For this reason it is necessary for decision makers to move with great care for fear of excluding the payment of benefit to a person whose rental agreement is both genuine and necessary. While, as Kennedy L.J. pointed out in ex p. Simpson abuse is not limited to bad faith, it is to the prevention of abuse that Regulation 7 is directed. Because it operates, as Blackburne J. points out, by creating notional categories of abuse rather than requiring abuse to be affirmatively found in each case, the phrase 'other than on a commercial basis' must be construed and applied in order as far as possible to meet the regulation maker's purpose. Mr Jones is right to point out that an element of friendship cannot make a commercial arrangement or agreement non-commercial. To the question I have set out-and I realise that in practice it can be an extremely difficult one to answer-a number of elements will be relevant in the present case: they include Mrs Paull's need to let part of the bungalow in order to pay her outgoings; Mr Ross's need to have somewhere to live; the earlier history of their joint tenancy; and the (perhaps natural) wish of both parties that if Mrs Paull was to let part of her new bungalow it should be to someone she found congenial and who found her congenial. The Board's reasons barely address and certainly do not resolve these inter-related issues.
It cannot be the intention of the Regulations that a tenant who becomes good friends with his landlady but continues to live an independent life under here roof ceases to be eligible for housing benefit; nor therefore that two persons who, because they are friends, enter into a legal relationship by which the one provides the other with accommodation in return for an agreed payment should be excluded, without more, from the scheme. It is to the truly personal arrangement which is merely clothed in the garments of a legal agreement or liability that regulation 7(1)(a)(ii) is directed."
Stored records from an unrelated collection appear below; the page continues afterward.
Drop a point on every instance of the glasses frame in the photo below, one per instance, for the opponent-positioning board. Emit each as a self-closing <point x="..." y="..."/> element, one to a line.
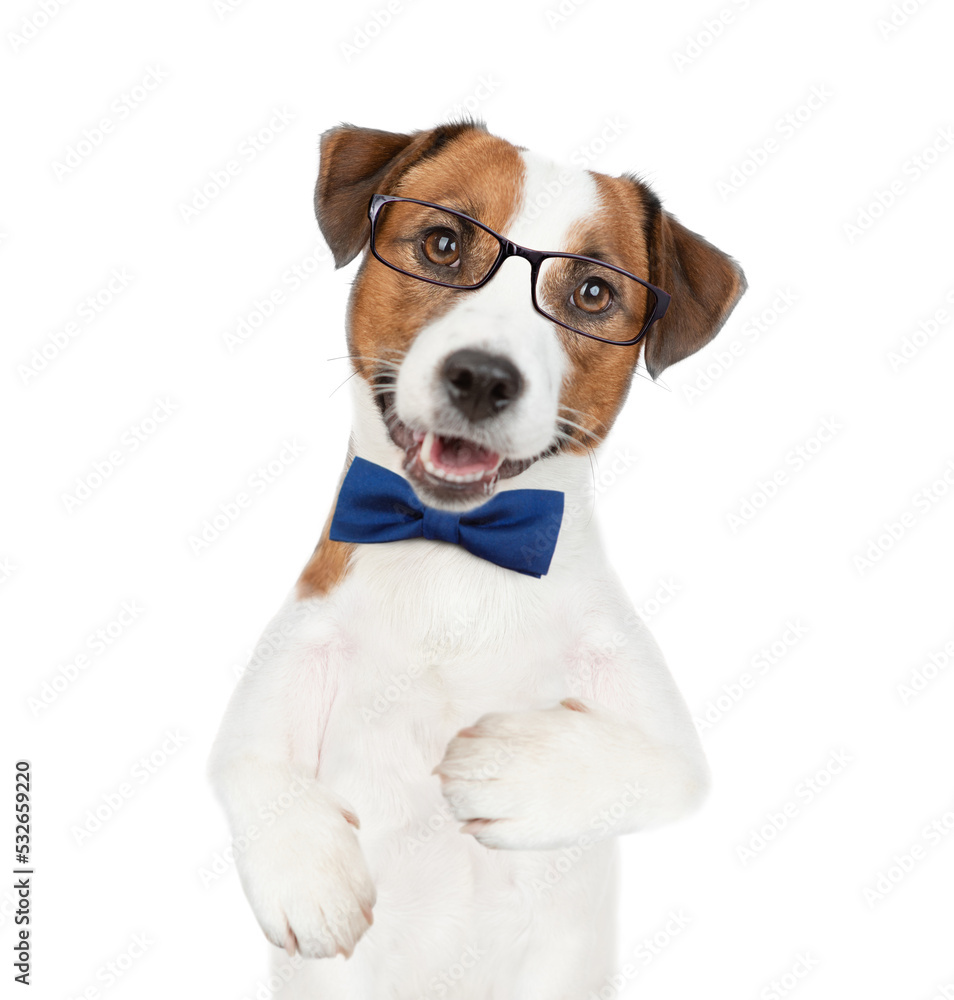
<point x="510" y="249"/>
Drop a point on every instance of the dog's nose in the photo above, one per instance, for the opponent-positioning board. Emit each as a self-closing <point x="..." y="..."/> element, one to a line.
<point x="479" y="384"/>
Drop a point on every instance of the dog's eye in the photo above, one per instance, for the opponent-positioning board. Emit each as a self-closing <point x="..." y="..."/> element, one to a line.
<point x="592" y="296"/>
<point x="440" y="247"/>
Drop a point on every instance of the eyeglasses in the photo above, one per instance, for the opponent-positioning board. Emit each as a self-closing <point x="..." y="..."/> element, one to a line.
<point x="444" y="247"/>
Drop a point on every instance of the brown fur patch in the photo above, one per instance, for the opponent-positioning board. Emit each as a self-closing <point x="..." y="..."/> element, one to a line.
<point x="387" y="308"/>
<point x="330" y="561"/>
<point x="600" y="374"/>
<point x="327" y="567"/>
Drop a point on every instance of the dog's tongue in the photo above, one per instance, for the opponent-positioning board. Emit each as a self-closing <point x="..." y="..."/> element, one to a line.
<point x="460" y="456"/>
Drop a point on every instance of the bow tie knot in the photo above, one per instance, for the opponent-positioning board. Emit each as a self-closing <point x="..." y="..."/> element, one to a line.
<point x="516" y="529"/>
<point x="441" y="525"/>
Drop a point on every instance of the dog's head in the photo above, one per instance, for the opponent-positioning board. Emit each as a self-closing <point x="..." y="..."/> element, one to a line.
<point x="475" y="385"/>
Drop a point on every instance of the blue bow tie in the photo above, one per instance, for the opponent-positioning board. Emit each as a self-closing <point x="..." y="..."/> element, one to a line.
<point x="516" y="529"/>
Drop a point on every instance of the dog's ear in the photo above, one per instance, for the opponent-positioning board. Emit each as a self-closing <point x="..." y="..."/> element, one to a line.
<point x="357" y="162"/>
<point x="704" y="283"/>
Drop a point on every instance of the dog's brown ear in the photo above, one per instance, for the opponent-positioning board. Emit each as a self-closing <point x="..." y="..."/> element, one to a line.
<point x="704" y="283"/>
<point x="357" y="162"/>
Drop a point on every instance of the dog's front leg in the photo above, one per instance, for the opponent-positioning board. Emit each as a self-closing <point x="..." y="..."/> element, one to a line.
<point x="296" y="850"/>
<point x="619" y="754"/>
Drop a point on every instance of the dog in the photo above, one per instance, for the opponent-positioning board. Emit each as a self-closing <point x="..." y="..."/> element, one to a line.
<point x="425" y="780"/>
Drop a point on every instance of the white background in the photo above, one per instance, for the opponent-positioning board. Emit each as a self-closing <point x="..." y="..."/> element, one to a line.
<point x="699" y="111"/>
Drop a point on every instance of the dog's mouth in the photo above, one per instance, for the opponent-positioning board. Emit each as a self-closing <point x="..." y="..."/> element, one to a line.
<point x="449" y="468"/>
"The tribunal must analyse the constituent facts of the case as a composite whole. The significance of each factor cannot be considered in isolation. Each must be considered in the context of all the others. An overall view must be taken. This has an impact on the explanation for a decision that it is possible to give to a claimant and on the approach that the Commissioners take on appeal on error of law.
A claimant is entitled to some explanation of why the tribunal came to the conclusion it did. There is a limit to the extent that this is possible, because the mental process of making the finding is subconscious. Although the constituent facts and their significance can be isolated and discussed, the final conclusion is based on the complex interaction of factors and impressions that a decision-maker cannot explain. If the tribunal has made proper findings of the constituent facts, there may be little more that can usefully be said to explain the finding of compound fact. At best, it may be possible to identify some of the constituent facts that have particularly figured in the tribunal's deliberation and conclusion, and to explain how and why the tribunal analysed their significance. It may also be appropriate to refer to matters that were particularly emphasised in argument."